The digestibility of cocoa butter was reported in animal but not human studies to be low (60-70% and 89-94%, respectively). These differences could be due to the much higher ratio of calcium (Ca) to fat (by weight) in the diet of rats (0.04-0.18) than in that of humans (0.01). We investigated whether supplementation of chocolate with 0.9% Ca (by weight), as an integral part of a Western diet, reduces absorption of cocoa butter and hence the digestible energy value of chocolate. We also assessed the effect of Ca supplementation on the blood lipid profile. Ten men were fed control diets containing 98-101 g/d chocolate with or without a 0.9% Ca supplement (0.9 g Ca/d) for two periods of two weeks each. The study was conducted using a randomized, double-blind, crossover design under free-living conditions but with strict control of food intake. We found that Ca supplementation of chocolate increased fecal fat twofold (from 4.4 g/d to 8.4 g/d; P < 0.0001) and reduced the absorption of cocoa butter by 13.0%. This was due mainly to an increase in the excretion of palmitic and stearic acids (3.4 g/d), which reduced the absorbable energy value of the chocolate by approximately 9%. This supplementation also reduced plasma LDL cholesterol by 15% (P < 0.02); HDL cholesterol was unchanged. We conclude that Ca supplementation can be used as a means of reducing the absorbable energy value of chocolate. Supplementation with 2.25% CaCO3 had no effect on the taste of chocolate, was well tolerated by the subjects, and reduced LDL cholesterol in a short-term study.
Comment
Can chocolate really be good for you? Can taking calcium with your chocolate reduce the number of calories in each morsel? Apparently so. Though desserts are generally no place to look for nutrition, chocolate has many redeeming factors in small amounts—really small amounts.
There are three types of chocolate for these purposes: dark, milk, and white. Dark chocolate has the most cacao bean; white chocolate usually has none. Milk chocolate is dark chocolate plus sugar, cream or milk, and often, hydrogenated vegetable oil. White chocolate does not contain cacao normally and is primarily or all hydrogenated vegetable oil, just like Crisco and most stick margarine.
Dark chocolate has the most proanthocyanidins, which are flavonoids that function as antioxidants and as pigments. Proanthocyanidins are also found in other high-flavonoid foods: cranberries, onions, grapes, and other berries. The compounds also appear to reduce LDL oxidation and act synergistically with stronger antioxidants, including vitamins C and E.
This study was sponsored by Nestlé in Switzerland, and indeed, most chocolate research is industry-funded (as most pharmaceutical research is industry-funded).
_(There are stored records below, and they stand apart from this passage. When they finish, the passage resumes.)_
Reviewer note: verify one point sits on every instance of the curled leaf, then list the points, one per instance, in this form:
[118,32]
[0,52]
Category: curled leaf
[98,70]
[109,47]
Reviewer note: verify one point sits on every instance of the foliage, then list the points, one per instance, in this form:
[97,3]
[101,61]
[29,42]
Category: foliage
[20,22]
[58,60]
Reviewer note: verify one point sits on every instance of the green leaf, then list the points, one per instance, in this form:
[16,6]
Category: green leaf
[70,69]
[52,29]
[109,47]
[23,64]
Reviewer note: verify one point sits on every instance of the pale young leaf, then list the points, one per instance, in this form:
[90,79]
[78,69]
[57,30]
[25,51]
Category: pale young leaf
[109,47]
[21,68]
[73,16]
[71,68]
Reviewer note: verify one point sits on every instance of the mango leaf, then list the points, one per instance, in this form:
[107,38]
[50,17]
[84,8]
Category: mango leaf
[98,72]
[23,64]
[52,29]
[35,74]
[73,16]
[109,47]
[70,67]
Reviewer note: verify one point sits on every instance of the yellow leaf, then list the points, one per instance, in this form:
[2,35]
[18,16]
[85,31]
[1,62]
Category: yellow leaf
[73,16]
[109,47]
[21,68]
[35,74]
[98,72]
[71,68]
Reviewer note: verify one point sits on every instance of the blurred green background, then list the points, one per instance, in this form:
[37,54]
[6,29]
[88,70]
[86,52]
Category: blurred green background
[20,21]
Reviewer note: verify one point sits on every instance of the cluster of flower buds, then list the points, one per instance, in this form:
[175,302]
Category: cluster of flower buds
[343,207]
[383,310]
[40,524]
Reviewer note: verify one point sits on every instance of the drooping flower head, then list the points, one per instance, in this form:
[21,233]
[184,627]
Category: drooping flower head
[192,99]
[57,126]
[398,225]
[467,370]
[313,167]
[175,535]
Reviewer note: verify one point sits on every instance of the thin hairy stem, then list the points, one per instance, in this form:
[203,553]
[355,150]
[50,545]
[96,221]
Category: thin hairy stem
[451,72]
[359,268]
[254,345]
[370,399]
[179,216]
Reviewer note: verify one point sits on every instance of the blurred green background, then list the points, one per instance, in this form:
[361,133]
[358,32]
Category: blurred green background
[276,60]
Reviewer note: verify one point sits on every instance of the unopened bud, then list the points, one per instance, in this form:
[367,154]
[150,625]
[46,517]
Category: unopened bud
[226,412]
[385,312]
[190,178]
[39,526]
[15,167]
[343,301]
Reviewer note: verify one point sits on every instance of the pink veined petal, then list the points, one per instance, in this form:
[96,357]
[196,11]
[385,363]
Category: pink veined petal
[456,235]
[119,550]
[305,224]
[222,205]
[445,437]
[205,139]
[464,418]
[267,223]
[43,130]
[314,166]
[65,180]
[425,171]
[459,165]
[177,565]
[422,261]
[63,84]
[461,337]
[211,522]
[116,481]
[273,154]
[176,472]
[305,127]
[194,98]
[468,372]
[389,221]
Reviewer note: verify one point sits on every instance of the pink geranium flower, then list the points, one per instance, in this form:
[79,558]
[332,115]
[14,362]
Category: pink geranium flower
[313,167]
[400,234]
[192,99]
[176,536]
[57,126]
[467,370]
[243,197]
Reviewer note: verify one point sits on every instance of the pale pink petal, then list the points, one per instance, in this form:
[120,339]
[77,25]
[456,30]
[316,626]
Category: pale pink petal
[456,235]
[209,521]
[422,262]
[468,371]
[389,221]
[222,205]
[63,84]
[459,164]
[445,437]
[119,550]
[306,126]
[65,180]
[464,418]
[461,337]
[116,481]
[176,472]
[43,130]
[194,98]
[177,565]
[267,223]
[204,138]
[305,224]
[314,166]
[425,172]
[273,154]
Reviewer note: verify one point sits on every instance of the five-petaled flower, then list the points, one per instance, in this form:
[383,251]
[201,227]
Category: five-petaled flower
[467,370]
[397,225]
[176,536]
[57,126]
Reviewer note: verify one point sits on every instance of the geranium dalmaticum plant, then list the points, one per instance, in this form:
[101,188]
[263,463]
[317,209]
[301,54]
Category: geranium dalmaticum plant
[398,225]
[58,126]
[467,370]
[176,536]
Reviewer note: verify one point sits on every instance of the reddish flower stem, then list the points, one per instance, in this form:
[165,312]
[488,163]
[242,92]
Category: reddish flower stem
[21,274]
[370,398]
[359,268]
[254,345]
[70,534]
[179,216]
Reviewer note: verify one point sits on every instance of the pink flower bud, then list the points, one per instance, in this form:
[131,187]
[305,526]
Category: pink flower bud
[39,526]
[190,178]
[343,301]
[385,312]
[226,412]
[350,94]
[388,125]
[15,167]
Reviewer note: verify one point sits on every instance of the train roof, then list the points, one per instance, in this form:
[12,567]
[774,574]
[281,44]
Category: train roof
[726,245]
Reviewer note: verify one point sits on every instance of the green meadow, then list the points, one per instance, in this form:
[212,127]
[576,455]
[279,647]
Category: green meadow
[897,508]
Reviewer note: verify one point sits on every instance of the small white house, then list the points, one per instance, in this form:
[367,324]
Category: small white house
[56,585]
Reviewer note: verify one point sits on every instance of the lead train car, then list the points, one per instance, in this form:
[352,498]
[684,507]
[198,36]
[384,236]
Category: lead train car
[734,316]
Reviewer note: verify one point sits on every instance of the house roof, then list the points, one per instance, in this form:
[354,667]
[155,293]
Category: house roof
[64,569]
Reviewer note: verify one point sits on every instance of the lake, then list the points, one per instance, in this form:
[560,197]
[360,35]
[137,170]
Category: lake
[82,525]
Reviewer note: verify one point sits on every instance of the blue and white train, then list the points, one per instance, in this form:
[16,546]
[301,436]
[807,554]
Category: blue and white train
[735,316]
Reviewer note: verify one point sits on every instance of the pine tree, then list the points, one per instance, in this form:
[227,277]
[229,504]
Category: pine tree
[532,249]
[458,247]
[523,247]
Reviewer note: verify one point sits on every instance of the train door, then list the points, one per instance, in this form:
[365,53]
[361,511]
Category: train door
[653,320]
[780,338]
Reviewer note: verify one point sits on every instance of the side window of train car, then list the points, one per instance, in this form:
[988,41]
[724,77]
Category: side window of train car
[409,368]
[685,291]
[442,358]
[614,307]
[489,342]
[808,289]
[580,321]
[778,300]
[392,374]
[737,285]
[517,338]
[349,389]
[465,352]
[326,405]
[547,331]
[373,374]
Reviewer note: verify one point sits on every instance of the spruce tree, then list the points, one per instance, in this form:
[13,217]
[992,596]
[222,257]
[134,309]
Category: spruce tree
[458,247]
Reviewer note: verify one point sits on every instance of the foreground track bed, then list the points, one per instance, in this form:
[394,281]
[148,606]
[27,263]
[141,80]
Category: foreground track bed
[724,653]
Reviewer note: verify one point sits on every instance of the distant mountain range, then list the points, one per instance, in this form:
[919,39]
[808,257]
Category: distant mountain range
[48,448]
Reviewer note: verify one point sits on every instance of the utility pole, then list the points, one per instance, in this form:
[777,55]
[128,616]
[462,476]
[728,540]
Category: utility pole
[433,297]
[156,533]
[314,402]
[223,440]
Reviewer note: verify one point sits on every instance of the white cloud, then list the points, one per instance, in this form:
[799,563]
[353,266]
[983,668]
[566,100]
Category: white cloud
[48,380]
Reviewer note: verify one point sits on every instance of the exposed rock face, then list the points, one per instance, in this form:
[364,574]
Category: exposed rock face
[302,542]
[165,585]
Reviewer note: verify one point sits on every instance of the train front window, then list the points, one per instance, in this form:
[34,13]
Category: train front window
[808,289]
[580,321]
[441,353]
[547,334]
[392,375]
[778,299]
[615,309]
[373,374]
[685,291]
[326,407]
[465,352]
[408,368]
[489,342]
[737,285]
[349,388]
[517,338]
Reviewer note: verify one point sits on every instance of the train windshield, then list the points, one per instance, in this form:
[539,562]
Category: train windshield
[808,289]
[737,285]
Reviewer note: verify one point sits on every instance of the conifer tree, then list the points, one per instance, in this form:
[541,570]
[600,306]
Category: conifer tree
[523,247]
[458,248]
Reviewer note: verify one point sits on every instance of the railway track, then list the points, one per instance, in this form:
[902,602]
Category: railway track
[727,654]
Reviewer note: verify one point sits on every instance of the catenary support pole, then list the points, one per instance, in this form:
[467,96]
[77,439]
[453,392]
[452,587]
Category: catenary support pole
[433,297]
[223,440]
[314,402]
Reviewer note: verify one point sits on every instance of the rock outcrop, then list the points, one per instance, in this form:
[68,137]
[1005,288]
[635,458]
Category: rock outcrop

Still, on the basis of this study, I have begun swallowing a 500 mg tablet of calcium carbonate together with the savored morsels of 70% cacao dark chocolate I buy regularly, one little chip at a time. No weight loss yet, but I like knowing that there could be. And of course, I love the flavor, texture, and taste.
Recommendation
For your patients who love chocolate, and want to reduce its caloric value, supplemental calcium may actually work, including the calcium-containing chocolate chews commercially available for about 10 calories each. One ounce of chocolate is small, so savor it.